I spent the last week of June teaching a writing workshop at an arts school on an island in Lake Superior. I’d never been there before, and from Seattle, you’ve got to work for it. I flew to Minneapolis, then caught a commuter flight to Duluth, and then was retrieved by a minivan and its captain Ray and driven to Bayfield, Wisconsin, where we caught a ferry to Madeline Island, a verdant swoop of prairie meadow and poplar floating in the southwest corner of Lake Superior. We were barely in Wisconsin, sort of falling off its northern tip, but I thought every day about the fact of our particular location — that I was, that week, in a state where a trigger ban had gone into effect two days before my arrival.1
I heard that a few female students had, at the last minute, canceled their stay at the school that week, and no one said so, but I wondered if the overturning of Roe v. Wade was the reason. I wondered if they were pregnant, and if they worried about having access to health care in the event of an emergency. Were I pregnant, I don’t know that I would have gone.
I read up on Wisconsin’s abortion ban, which dates back 173 years. It became law in 1849, was effectively muzzled during the five decades of Roe v. Wade, and is now once again in effect, following Roe’s reversal on June 24. I read that, in the early days of June, Wisconsin’s Democratic governor, Tony Evers, tried to repeal the ban through a special legislative session.
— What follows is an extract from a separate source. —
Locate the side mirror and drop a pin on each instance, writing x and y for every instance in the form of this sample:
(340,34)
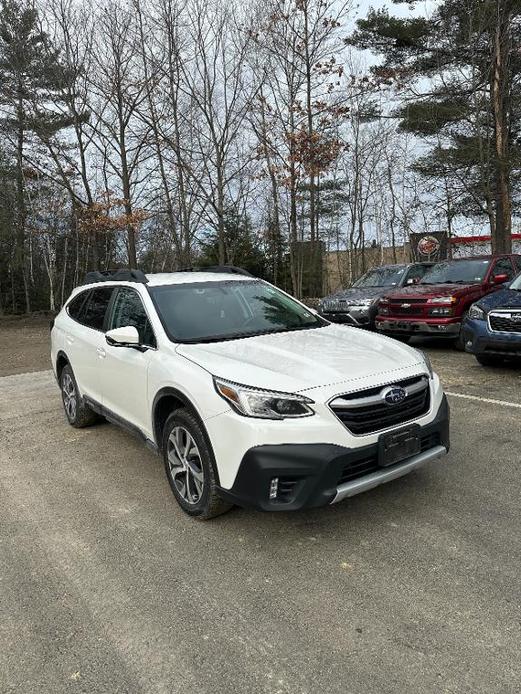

The Republican-led legislature gaveled in the session, as ordered, on June 22, but then immediately gaveled it out again,2 refusing to vote on the repeal and thereby shackling the women and other uterus-havers of Wisconsin to a set of cultural and legal strictures that predate the Civil War.
Meanwhile, I rolled onto Madeline Island on June 26, onto the red-barned campus of an art school that, for the week that followed, would be home to approximately forty women. The gender skew wasn’t on purpose, but that’s how it tends to work out when a place runs concurrent workshops on memoir writing, floral painting, and quilting. Madeline Island School of the Arts was, for that week, a figurative island of women. Most days, there was only one male-identifying person on the property, and he was the husband of one of the quilting students, a kindly figure who, when I ran into him one evening on the road as I was fumbling with my iPhone, attempting to make a sheepishly narrated video-tour of the place for my spouse and my mother, smiled beatifically and, with hope in his voice, asked, “Are you recording the birdsongs?” I said I was. Actually, wait, there was one other man: the school’s octogenarian president, who would occasionally stop by. But women ran the place, populated the place, and were my students, my companions, my colleagues, for the week.